Orb - Chemical Shift Prediction (Version 1.0)

Purpose: Orb is a Tcl program which predicts chemical shifts for a given sequence based on statistical analysis and/or previously assigned shifts of homologous sequences.

  1. Introduction

  2. Preparations

  3. Running the program


Overview

A good prediction of the chemical shifts for a sequence can be an invaluable aid in the NMR assignment process. Many times researchers already have shifts from homologous sequences and want to effectively use this information. Even without homologous sequence shifts a researcher may feel a prediction based on statistical analysis is rough but useful starting point.

The user puts all the homologus sequences into the xalign program to generate a sequence alignment file. The user then starts the orb program entering the sequence alignment file and the name of the directory containing the pertinent chemical shift files. The user selects the sequence to predict and selects from a group of options on the manner of the prediction. When the user hits the execute button, a prediction shift file (among others) is produced and user views the output by selecting the "Display Results" button.


Main Screen Snapshot

Authors

Authors: Wolfram Gronwald, Robert Boyko, Tim Jellard, David Wishart, Frank Soennichsen, Brian Sykes

Funding for this project has been provided by the Medical Research Council of Canada and the Protein Engineering Networks of Centres of Excellence (Canada).


Installation

Executable versions of this program for suns or sgis are freely available at our ftp site. First you will need to download the software from our website:

Even though orb is a standalone program, we strongly recommend getting any optional software as outlined on the download page. Once you have downloaded the software, you then proceed by uncompressing and untarring the files:

	uncompress myfile.tar.Z
	tar xvf myfile.tar

You should then take a look at the README file to understand what files are being installed and the installation options you have. After this, type "Install" to put the files in the appropriate places.

The current version of this software comes with an expiry date. If your software has expired, check out the website above for further instructions or new versions.


Preparing Data Files

Although orb is a fairly easy program to use, there is a fair amount of work in data preparation. Please carefully follow the instructions below.

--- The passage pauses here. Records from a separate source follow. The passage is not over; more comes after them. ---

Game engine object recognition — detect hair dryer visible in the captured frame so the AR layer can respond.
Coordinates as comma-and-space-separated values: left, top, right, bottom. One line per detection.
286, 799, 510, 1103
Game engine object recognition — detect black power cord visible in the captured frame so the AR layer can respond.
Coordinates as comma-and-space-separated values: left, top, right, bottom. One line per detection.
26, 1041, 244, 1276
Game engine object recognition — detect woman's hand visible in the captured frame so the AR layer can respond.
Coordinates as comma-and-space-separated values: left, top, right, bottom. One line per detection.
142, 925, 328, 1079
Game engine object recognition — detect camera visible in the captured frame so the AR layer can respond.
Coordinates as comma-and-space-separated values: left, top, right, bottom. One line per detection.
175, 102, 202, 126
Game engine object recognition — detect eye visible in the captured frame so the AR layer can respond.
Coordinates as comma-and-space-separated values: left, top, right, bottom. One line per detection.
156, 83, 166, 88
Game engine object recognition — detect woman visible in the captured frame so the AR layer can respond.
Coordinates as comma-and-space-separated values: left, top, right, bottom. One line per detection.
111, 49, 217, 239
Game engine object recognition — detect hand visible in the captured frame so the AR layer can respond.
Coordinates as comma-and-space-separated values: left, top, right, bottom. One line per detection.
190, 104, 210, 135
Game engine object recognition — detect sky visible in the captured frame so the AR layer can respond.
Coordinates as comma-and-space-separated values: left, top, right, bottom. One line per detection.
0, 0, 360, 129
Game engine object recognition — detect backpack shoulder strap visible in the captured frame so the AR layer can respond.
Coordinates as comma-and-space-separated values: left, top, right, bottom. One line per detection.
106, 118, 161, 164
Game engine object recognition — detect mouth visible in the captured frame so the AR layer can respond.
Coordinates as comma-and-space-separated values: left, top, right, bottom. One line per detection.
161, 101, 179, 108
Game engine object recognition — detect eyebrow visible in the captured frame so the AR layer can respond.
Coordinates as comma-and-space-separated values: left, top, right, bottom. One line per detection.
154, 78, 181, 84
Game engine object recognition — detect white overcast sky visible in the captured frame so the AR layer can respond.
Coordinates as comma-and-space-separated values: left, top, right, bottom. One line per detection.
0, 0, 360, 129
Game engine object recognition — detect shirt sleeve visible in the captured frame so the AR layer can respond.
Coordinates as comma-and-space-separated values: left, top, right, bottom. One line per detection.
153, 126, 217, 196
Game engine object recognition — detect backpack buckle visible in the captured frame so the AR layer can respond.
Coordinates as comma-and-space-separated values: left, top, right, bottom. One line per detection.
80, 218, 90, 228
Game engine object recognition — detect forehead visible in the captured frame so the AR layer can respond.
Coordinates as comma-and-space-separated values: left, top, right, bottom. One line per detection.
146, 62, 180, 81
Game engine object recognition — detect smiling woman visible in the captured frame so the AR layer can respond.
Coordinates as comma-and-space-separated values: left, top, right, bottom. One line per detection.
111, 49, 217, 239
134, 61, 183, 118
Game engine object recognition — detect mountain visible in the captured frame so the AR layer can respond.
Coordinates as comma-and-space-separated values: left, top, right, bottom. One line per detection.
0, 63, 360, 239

Do the following if you do NOT have any shift data from homologous sequences.

Create an input sequence file for your protein similar to the example below:

	# This is an example sequence
	>CaM Calmodulin - Drosophila melanogaster (1-148)
	ADQLTEEQIAEFKEAFSLFDKDGDGTITTKELGTVMRSLGQNPTEAELQD
	ccccchhhhhhhhhhhhhhccccccbbbhhhhhhhhhhcccccchhhhhh
	MINEVDADGNGTIDFPEFLTMMARKMKDTDSEEEIREAFRVFDKDGNGFI
	hhhhhccccccbbbhhhhhhhhhhhhhcccchhhhhhhhhhhhcccccbb
	SAAELRHVMTNLGEKLTDEEVDEMIREANIDGDGQVNYEEFVTMMTSK
	bhhhhhhhhhhcccccchhhhhhhhhhcccccccbbbhhhhhhhhhcc
Notes:

Orb will only use statistical database values for making predictions.

Do the following if you have shift data from one or more homologous sequences.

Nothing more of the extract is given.